Segreti in tavola

28.04.2026
Kidda la prima birra siciliana “dalla terra al bicchiere”: ci svela i suoi segreti Giuseppe Biundo
PLAY

Il panorama agroalimentare siciliano si arricchisce di un nuovo capitolo all’insegna dell’autenticità e della sostenibilità. Sotto l’egida di Coldiretti e del Consorzio Birra Italiana, è stata presentata Kidda, la prima birra dell’isola a vantare una filiera interamente nazionale, tracciabile con orgoglio “dalla terra al bicchiere”. L’annuncio è avvenuto durante un incontro di alto profilo che ha visto la partecipazione del presidente di Coldiretti, Ettore Prandini, insieme a figure chiave del settore come il direttore del Consorzio Birra Italiana Carlo Schizzerotto, il presidente della Consulta vitivinicola Francesco Ferreri e i vertici di Coldiretti Sicilia e Fdai.

Un Progetto Etico Sotto il Segno della Trinacria

Kidda non è solo una bevanda, ma il cuore pulsante di un’iniziativa promossa insieme a Filiera Agricola Italiana sotto il marchio Firmato Dagli Agricoltori Italiani (Fdai). L’obiettivo primario è il rilancio della produzione brassicola locale attraverso la costruzione di una filiera corta, etica e sostenibile. Il progetto crea un ponte diretto tra i birrifici del territorio, i produttori di luppolo e i cerealicoltori siciliani, unendo le forze sotto l’iconico simbolo della Trinacria per valorizzare le materie prime dell’isola.

Dalla Semina al Bicchiere: I Numeri della Filiera

Il motore operativo di questa iniziativa è costituito da quattordici aziende provenienti da ogni angolo della regione. Questi attori si sono uniti per coltivare sessanta ettari di orzo distico, destinato a essere trasformato nel malto che darà vita a una birra prodotta al 100% con cereali siciliani. Il cronoprogramma è già definito con precisione: la raccolta del cereale è prevista tra i mesi di maggio e giugno, seguita dalla fase di maltazione, con l’obiettivo di avviare la produzione vera e propria nel mese di settembre.

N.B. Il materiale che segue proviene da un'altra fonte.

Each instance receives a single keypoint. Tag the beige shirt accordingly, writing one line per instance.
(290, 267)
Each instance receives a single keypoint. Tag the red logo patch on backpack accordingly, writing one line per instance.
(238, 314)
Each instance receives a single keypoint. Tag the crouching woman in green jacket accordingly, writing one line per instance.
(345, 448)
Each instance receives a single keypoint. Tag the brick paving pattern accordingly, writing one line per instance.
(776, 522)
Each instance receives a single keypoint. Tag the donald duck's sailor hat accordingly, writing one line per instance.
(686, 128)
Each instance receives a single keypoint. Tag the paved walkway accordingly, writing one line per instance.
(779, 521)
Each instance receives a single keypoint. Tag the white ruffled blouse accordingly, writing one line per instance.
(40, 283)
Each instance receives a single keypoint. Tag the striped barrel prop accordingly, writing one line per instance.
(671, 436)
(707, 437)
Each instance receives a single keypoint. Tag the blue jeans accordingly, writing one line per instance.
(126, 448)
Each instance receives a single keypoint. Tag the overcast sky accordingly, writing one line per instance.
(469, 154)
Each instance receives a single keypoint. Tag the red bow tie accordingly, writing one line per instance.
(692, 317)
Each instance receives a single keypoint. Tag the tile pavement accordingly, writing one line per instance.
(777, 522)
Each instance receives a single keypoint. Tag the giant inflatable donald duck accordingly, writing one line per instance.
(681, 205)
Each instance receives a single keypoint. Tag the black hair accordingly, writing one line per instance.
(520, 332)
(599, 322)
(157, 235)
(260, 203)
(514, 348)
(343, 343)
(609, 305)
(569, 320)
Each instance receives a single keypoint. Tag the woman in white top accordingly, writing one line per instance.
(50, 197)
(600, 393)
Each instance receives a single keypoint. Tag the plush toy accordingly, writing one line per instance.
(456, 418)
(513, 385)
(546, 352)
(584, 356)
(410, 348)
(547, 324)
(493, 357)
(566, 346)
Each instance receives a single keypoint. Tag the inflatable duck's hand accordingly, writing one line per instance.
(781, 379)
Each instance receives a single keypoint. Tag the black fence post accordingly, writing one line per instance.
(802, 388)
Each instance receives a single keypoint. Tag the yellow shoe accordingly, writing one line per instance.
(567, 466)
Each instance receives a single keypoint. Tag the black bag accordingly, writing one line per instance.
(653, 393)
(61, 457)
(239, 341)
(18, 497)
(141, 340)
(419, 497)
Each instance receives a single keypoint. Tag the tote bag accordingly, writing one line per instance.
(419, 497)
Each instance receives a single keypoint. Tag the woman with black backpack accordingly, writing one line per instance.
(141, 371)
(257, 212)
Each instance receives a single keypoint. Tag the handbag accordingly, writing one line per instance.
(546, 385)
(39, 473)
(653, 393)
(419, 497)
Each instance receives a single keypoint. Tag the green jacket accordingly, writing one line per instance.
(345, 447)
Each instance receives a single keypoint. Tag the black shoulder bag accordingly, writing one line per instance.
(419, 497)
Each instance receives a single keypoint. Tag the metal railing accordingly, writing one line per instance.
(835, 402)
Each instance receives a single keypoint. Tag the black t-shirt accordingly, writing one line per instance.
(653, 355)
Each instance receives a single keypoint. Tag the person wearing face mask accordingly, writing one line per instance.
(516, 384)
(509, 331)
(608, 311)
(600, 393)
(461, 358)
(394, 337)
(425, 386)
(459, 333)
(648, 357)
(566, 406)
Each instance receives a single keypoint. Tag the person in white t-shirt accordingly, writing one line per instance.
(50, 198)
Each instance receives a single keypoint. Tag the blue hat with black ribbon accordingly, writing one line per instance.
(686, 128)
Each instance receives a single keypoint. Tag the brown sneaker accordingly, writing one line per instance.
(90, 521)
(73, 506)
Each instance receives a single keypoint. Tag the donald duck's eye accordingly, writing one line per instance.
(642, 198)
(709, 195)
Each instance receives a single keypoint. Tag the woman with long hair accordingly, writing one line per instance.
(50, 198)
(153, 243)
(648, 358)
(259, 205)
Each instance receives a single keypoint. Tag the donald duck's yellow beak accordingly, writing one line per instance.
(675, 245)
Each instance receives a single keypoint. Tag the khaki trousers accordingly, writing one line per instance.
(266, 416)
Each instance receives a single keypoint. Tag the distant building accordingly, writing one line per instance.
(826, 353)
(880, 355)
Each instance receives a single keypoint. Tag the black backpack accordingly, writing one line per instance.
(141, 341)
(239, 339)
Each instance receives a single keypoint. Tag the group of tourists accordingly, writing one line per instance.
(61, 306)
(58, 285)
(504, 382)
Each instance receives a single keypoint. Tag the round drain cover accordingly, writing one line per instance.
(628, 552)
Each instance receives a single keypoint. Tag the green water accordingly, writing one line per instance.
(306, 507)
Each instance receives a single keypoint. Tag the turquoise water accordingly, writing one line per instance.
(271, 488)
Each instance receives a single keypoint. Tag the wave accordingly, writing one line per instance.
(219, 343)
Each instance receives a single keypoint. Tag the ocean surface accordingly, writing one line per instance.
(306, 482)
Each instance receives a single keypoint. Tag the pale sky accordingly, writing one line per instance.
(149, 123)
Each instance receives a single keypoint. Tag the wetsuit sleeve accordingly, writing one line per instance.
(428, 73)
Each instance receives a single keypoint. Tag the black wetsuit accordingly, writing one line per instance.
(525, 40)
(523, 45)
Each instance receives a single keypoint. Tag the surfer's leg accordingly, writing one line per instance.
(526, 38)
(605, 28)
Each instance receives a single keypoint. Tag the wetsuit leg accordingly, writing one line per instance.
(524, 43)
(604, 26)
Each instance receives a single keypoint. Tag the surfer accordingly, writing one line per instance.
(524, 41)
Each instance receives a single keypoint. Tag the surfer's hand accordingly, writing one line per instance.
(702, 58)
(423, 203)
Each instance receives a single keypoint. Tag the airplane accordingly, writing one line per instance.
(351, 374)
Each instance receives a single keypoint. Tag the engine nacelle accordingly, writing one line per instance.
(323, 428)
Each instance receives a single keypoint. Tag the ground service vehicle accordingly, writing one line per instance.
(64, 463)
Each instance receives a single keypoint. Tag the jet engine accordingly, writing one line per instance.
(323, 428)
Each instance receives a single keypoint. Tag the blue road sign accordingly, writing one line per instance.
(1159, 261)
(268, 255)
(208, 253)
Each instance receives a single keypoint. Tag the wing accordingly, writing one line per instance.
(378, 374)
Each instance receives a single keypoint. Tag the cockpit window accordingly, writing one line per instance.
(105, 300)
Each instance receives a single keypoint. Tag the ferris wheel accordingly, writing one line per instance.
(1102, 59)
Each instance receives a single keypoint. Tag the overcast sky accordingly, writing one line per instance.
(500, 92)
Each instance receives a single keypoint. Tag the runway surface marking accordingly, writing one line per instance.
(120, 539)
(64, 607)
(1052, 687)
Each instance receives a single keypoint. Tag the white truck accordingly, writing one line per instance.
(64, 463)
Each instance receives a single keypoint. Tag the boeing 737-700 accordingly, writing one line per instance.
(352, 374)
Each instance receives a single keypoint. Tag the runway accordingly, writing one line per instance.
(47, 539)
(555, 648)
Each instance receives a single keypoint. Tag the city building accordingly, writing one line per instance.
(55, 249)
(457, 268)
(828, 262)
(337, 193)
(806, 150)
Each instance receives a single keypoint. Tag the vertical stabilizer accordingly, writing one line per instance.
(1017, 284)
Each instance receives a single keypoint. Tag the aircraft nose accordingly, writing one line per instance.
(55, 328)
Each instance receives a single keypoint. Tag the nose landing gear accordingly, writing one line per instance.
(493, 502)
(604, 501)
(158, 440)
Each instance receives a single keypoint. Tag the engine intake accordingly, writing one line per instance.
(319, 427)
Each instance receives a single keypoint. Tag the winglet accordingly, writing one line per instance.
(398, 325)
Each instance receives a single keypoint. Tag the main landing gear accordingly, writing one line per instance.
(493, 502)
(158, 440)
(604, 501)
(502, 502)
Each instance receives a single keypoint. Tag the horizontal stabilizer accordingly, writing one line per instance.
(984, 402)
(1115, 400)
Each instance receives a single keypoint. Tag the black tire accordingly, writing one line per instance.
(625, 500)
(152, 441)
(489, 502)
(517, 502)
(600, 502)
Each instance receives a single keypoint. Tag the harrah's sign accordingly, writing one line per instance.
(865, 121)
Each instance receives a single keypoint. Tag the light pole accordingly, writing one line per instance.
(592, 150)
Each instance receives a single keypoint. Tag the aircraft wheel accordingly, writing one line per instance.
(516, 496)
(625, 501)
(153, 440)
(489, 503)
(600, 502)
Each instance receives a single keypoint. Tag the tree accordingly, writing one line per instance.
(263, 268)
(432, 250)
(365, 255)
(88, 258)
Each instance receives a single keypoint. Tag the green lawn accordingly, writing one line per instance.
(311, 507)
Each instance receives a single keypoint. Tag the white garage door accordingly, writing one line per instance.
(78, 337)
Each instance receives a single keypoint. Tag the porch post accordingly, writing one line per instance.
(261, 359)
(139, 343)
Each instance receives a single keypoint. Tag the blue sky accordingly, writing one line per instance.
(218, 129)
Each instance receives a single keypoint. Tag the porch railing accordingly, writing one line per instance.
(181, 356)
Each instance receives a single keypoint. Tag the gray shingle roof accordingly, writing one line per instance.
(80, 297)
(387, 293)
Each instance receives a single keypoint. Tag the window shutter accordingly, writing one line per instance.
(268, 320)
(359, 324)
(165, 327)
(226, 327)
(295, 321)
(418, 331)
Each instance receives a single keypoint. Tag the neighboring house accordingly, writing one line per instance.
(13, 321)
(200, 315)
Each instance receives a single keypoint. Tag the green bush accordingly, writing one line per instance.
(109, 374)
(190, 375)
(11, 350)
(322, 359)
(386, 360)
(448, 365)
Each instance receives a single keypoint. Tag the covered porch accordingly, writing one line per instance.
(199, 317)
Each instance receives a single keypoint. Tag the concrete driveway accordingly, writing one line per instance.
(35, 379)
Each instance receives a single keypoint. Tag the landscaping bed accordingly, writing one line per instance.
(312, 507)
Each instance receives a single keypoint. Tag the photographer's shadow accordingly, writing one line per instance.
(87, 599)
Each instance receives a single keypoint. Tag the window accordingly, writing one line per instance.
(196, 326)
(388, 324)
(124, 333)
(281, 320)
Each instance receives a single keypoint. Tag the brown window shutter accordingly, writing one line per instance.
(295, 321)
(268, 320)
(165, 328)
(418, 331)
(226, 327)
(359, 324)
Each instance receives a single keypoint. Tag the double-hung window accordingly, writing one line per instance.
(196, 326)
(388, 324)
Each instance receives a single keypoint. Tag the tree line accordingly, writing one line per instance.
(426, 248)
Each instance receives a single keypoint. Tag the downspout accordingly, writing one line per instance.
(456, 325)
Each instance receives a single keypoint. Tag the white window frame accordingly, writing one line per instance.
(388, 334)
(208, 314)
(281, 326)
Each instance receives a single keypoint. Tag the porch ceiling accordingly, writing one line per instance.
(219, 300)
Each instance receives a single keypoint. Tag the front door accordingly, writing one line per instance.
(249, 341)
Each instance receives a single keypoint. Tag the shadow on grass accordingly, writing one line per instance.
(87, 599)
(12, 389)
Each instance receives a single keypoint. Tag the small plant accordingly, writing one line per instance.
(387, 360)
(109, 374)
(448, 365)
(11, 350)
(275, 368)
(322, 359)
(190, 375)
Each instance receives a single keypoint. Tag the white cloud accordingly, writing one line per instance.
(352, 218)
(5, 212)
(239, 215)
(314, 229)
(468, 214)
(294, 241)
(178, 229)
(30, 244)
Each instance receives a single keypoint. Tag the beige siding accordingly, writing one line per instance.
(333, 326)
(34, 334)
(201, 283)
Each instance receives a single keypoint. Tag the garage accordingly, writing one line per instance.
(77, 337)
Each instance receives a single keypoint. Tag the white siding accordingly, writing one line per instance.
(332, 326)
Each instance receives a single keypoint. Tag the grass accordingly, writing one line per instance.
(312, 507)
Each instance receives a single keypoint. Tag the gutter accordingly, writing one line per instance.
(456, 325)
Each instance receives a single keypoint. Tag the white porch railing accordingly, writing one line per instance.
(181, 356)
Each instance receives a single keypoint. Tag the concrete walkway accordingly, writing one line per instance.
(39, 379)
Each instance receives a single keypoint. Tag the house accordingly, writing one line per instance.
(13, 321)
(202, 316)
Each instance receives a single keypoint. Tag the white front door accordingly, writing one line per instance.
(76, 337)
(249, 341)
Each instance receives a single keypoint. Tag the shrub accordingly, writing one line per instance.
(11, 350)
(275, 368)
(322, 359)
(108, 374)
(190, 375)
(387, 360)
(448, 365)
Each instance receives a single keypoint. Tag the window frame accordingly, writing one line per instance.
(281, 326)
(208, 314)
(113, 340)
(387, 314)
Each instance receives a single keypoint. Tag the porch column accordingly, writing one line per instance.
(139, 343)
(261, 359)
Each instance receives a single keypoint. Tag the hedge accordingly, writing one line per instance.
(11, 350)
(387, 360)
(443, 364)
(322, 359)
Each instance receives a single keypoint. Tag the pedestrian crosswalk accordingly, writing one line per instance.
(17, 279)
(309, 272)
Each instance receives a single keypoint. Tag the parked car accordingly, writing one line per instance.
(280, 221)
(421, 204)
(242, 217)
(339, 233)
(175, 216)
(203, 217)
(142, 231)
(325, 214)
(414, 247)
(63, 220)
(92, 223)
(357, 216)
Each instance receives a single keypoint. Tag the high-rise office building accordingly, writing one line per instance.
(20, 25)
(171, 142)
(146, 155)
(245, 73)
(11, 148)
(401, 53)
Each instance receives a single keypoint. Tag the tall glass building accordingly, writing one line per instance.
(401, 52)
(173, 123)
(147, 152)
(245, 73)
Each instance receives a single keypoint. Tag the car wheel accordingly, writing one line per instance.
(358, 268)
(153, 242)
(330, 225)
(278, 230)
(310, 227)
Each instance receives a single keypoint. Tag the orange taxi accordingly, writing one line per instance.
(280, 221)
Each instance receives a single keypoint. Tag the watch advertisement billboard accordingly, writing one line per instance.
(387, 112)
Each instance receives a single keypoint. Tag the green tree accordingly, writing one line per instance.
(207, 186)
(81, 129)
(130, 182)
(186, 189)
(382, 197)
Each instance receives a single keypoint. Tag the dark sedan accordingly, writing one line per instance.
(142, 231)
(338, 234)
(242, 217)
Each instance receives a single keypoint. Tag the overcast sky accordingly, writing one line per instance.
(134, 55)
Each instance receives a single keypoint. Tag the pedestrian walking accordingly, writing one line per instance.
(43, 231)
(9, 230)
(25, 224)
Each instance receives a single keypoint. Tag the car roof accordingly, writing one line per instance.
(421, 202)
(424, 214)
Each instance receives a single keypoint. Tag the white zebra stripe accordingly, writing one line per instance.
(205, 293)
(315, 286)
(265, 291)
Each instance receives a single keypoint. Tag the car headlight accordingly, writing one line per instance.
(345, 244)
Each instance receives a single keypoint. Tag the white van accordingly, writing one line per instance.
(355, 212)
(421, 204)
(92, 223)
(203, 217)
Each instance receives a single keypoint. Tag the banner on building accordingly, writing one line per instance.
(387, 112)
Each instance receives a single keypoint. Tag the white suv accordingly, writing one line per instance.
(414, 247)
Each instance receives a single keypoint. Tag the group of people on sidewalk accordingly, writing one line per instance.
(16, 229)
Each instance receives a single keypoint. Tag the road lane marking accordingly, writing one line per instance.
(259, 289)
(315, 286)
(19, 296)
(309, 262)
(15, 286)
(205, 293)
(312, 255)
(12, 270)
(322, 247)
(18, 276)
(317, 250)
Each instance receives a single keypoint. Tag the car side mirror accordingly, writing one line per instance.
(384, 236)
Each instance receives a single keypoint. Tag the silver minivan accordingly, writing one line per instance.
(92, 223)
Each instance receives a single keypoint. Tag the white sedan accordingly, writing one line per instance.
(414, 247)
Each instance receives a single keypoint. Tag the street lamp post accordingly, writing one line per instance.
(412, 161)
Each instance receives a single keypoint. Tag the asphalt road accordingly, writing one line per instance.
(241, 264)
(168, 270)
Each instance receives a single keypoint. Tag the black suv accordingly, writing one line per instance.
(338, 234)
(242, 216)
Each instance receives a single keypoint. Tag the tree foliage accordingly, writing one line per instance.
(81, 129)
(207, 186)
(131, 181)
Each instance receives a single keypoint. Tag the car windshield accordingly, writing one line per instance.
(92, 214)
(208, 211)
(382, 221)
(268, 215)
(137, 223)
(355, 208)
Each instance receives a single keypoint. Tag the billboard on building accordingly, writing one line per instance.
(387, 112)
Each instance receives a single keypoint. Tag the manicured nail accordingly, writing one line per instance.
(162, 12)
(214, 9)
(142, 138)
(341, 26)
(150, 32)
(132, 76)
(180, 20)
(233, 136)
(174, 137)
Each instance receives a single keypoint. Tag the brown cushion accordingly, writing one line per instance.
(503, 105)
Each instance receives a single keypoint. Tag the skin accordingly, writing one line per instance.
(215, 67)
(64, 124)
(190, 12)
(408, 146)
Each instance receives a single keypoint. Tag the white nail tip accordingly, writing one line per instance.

Oltre il Prodotto: Turismo ed Esperienze

L’impatto di Kidda promette di estendersi ben oltre il settore della trasformazione, posizionandosi come una risorsa strategica per il turismo esperienziale. Il progetto prevede infatti l’apertura dei birrifici al pubblico e l’organizzazione di eventi tematici di grande richiamo, come la festa del raccolto, le giornate dedicate ai “luppoleti aperti” e la celebrazione della prima “cotta”. Si tratta di un modello che invita i visitatori a scoprire da vicino il legame indissolubile tra l’agricoltura e il prodotto finito.

Sicilia: Laboratorio di Innovazione e Impegno Sociale

Con il lancio di Kidda, la Sicilia si conferma un vero laboratorio d’innovazione per l’agroalimentare italiano. Questa iniziativa segue il solco di altri progetti di successo, come Libeera, la birra nata per contrastare la violenza di genere in collaborazione con la Fondazione Una, Nessuna e Centomila, e l’esempio della Bionda Sarda, pioniera della filiera agricola in Sardegna. Questi percorsi dimostrano come il settore brassicolo possa farsi portavoce di messaggi sociali e identitari profondi.

Un Futuro Basato sulla Tracciabilità

In chiusura della presentazione, Coldiretti e il Consorzio Birra Italiana hanno sottolineato come queste collaborazioni rappresentino esempi virtuosi di sinergia tra agricoltura e trasformazione industriale. Rafforzando l’economia locale, Kidda risponde con efficacia alla crescente domanda dei consumatori per prodotti autentici, trasparenti e profondamente legati all’identità dei territori di origine.